HIPPOCRENE (lit. the fountain of the horse), a fountain on Mount Helicon, in Boeotia, sacred to the Muses, and said to have been caused by PEGASUS (q. v.) striking the spot with his hoof.
HIPPODAMI`A, in the legendary lore of Greece, was the beautiful daughter of Oenomaus, king of Pisa, in Elis, and the pleiad Sterope; the oracle had foretold death to Oenomaus on the occasion of his daughter’s marriage, to prevent which the king had made it a condition that each suitor should run a chariot race with him, and that, if defeated, should be put to death; many had perished in the attempt to beat the king, till Pelops, by bribing Oenomaus’s charioteer, won the race; the king in a frenzy killed himself, and the kingdom and the fair Hippodamia passed to Pelops.
HIPPOLYTE, queen of the Amazons, slain by Hercules in order to obtain and carry off her magic girdle.
HIPPOLYTUS, ST., bishop of Portus, near Rome; lived in the 3rd century B.C.; a lost work of his, “A Refutation of all the Heresies,” was discovered at Mount Athos in 1842, his authorship of which Bunsen vindicated in “Hippolytus and his Age.”
HISPANIA, the ancient name of Spain and Portugal among the Latins.
HISSAR, 1, a district (776) in the Punjab, India; for the most part sandy, yet in rainy years produces good crops of rice, barley, &c., and is noted for its white cattle; the capital (14), bearing the same name, is situated on the Western Jumna Canal, 102 m. W. of Delhi. 2, Also a district in Central Asia, a dependency of the Khan of Bokhara lying N. of the Oxus River, and separated from Bokhara by a branch of the Thian Shan Mountains; has a fertile soil, and exports corn, sheep, &c., to Bokhara.
HISTOLOGY, the science of tissues, vegetable and animal.

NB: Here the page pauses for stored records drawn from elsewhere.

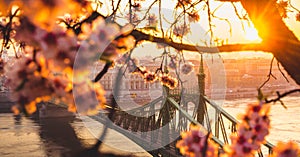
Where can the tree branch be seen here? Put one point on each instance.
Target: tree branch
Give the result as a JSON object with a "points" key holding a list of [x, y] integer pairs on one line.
{"points": [[102, 72]]}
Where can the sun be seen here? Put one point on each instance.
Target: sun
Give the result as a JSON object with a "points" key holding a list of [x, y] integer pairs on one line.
{"points": [[251, 34]]}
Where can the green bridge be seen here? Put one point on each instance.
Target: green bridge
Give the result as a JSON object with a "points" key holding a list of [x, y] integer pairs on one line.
{"points": [[156, 126]]}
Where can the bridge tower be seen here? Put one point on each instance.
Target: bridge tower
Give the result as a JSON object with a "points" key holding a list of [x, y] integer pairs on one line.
{"points": [[201, 85]]}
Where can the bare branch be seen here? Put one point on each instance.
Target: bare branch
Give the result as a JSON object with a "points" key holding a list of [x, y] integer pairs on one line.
{"points": [[269, 75], [141, 36], [102, 72], [278, 66]]}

HITCHCOCK, EDWARD, American geologist, born in Massachusetts; reported on the geology of his native State, and on the agricultural schools of Europe; wrote “Elementary Geology” and the “Religion of Geology” (1793-1864).
HITCHIN (9), a very old and still prosperous town of Hertfordshire, on the Hiz, 14 m. NW. of Hertford; does a flourishing trade in corn, malt, and flour; brewing and straw-plaiting are important industries, and it has long been noted for its lavender and lavender water.